I picked up a few things at a convenience store along the way, wishing it sold beer like in Montreal. I bought three cold Cokes instead: I was planning to smoke at least a couple of joints once I got home, and I was sick of coffee.
The Noyces were watching TV as usual, but Birgit ambushed me the moment I got inside.
“Michael!” she said, leaning out of the doorway and waving a piece of my paper at me. I took it.
“Jane’s phone number,” she said. “By the way, you can use the kitchen phone for local calls. Long-distance calls too, if you make them collect.”
“Thank you very much,” I said. “That’s really kind of you.”
“Are you planning to get a phone?”
“Once my, er, financial situation stabilizes, yes,” I said.
“Of course,” she said. She beamed at me and I beamed back at her and she went back to watching TV with her family.
I went upstairs and put Jane’s number on the table without looking at it and undressed, feeling hollow in spite of all the food I ate earlier.
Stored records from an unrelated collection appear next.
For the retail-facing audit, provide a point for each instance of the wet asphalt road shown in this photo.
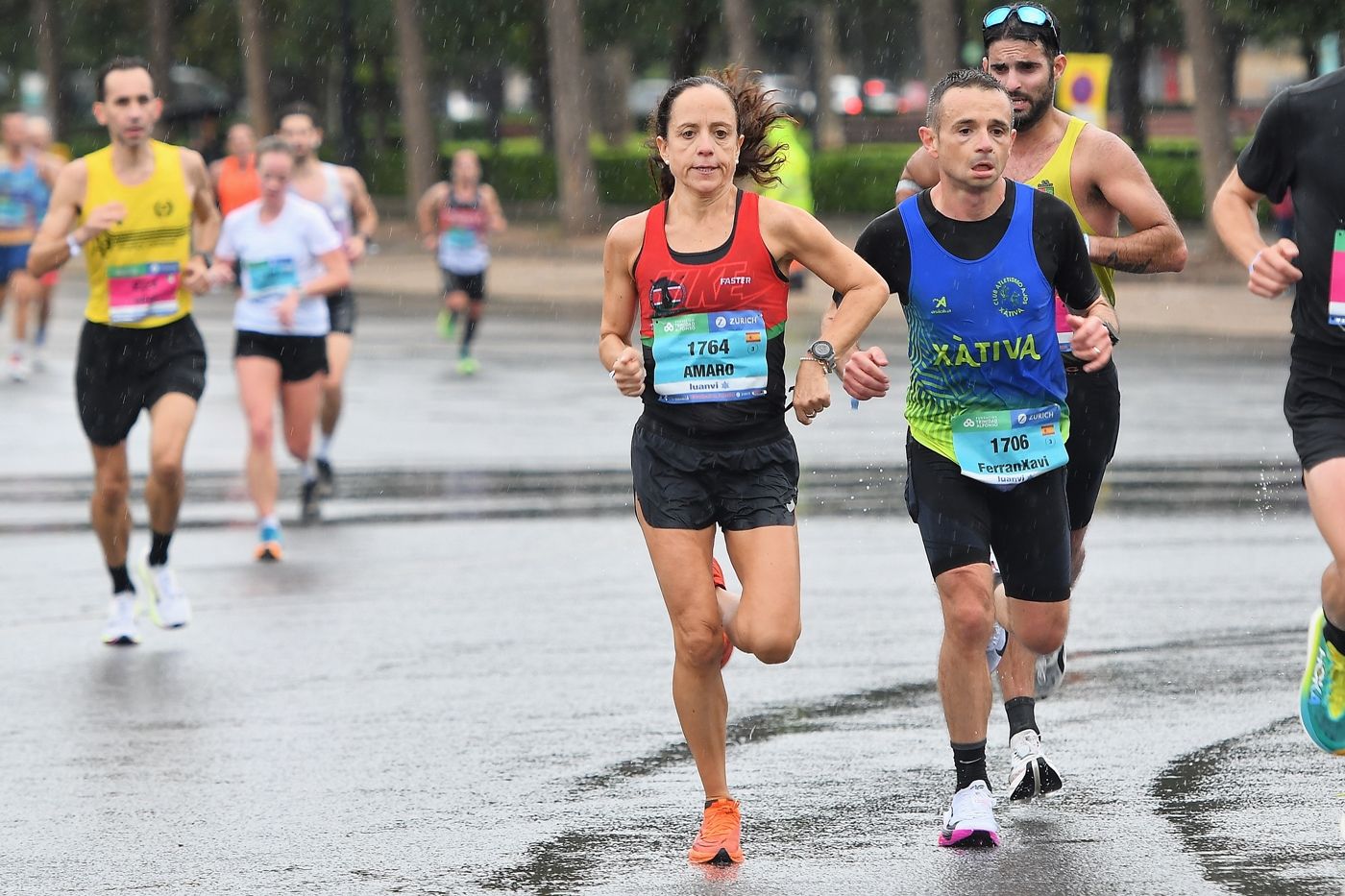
(460, 684)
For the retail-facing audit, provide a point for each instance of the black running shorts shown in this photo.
(1314, 402)
(340, 308)
(962, 520)
(299, 356)
(682, 486)
(123, 369)
(473, 284)
(1093, 424)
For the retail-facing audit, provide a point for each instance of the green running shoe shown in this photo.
(1321, 702)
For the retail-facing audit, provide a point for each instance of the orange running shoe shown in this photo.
(721, 835)
(717, 574)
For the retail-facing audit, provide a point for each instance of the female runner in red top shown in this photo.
(705, 272)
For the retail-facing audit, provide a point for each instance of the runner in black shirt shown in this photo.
(1297, 147)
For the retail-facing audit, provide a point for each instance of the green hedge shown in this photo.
(857, 180)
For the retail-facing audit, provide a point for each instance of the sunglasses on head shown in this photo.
(1026, 13)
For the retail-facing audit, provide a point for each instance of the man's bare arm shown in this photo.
(1270, 268)
(50, 249)
(1157, 244)
(360, 205)
(205, 231)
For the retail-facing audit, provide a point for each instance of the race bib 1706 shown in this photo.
(1009, 447)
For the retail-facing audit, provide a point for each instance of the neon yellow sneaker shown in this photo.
(1321, 701)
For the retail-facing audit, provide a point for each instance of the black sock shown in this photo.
(159, 547)
(468, 334)
(968, 761)
(1022, 714)
(1334, 637)
(120, 580)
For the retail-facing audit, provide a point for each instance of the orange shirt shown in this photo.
(238, 183)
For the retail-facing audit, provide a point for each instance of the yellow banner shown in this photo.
(1083, 87)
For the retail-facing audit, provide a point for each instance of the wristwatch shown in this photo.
(824, 354)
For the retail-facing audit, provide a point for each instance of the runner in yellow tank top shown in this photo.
(1102, 180)
(136, 210)
(137, 268)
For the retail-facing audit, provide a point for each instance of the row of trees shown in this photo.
(379, 69)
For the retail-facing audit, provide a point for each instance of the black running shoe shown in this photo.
(326, 479)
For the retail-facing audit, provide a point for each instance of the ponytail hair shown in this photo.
(756, 110)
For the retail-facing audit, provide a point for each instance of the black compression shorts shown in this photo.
(1093, 424)
(1314, 403)
(340, 308)
(962, 520)
(682, 486)
(473, 284)
(299, 356)
(123, 369)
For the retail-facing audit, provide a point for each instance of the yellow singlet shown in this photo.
(136, 268)
(1053, 178)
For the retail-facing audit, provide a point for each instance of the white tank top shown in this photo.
(333, 201)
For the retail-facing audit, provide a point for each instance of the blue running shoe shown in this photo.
(268, 546)
(1321, 702)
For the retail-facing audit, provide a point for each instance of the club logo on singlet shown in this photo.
(1011, 296)
(666, 298)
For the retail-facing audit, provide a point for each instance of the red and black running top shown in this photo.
(712, 325)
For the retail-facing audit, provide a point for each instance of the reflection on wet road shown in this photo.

I opened a Coke and rolled a joint and lit it. I was feeling really bitter. Rewards were dropping into my lap in a steady stream and I wasn’t able to enjoy them. I smoked that joint and gradually started to enjoy things, little by little.
When I put it out I picked up the paper with Jane’s number. It started with 4-3-1. Right in front, in case I felt inclined to dismiss it.
I flipped and flicked my lighter on and put the flame to the corner of the paper. It was beginning to burn in earnest when I changed my mind and put it out with my fingers.
Maybe it wasn’t a bad idea to just go along with it. Maybe it got pushed in my face constantly for a reason. Maybe it was time I got some chalk and found a dead tree to pray to. And maybe Jane would let me hide behind her sofa when the cops came.
I was in a situation similar to Voltaire’s. When he was dying, he was pestered by a priest who urged him to renounce the devil before it was too late. Voltaire said:
“My good man, this isn’t a good moment to make new enemies.”
I definitely didn’t need new enemies. I needed new friends. I kept Jane’s number.